Quand on adoptait un fils, il fallait avant tout l’initier à son culte, « l’introduire dans sa religion domestique, » « l’approcher de ses pénates[2]. » Aussi l’adoption s’opérait-elle par une cérémonie sacrée qui paraît avoir été fort semblable à celle qui marquait la naissance du fils. Par là le nouveau venu était admis au foyer et associé à la religion. Dieux, objets sacrés, rites, prières, tout lui devenait commun avec son père adoptif. On disait de lui in sacra transiit, il est passé au culte de sa nouvelle famille[3].

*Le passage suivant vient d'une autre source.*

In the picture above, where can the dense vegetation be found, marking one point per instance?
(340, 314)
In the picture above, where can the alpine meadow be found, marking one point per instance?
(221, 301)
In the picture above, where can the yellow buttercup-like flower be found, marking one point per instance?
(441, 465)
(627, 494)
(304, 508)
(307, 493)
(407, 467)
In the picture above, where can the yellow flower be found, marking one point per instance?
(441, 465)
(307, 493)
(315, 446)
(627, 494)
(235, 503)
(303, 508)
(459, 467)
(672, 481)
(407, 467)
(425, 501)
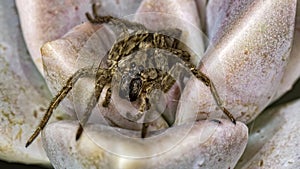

Par cela même il renonçait au culte de l’ancienne[4] Nous avons vu en effet que d’après ces vieilles croyances le même homme ne pouvait pas sacrifier à deux foyers ni honorer deux séries d’ancêtres. Admis dans une nou-

  1. Cic., Pro domo, 13, 14. Aulu-Gelle, V, 19.
  2. ἐπὶ τὰ ἱερὰ ἄγειν, Isée, VII. Venire in sacra, Cic., Pro domo, 13 ; in penates adsciscere, Tac., Hist., I, 15.
  3. Valère-Maxime, VII, 7. Cic., Pro domo, 13 : est heres sacrorum.
  4. Amissis sacris paternis, Cic., ibid.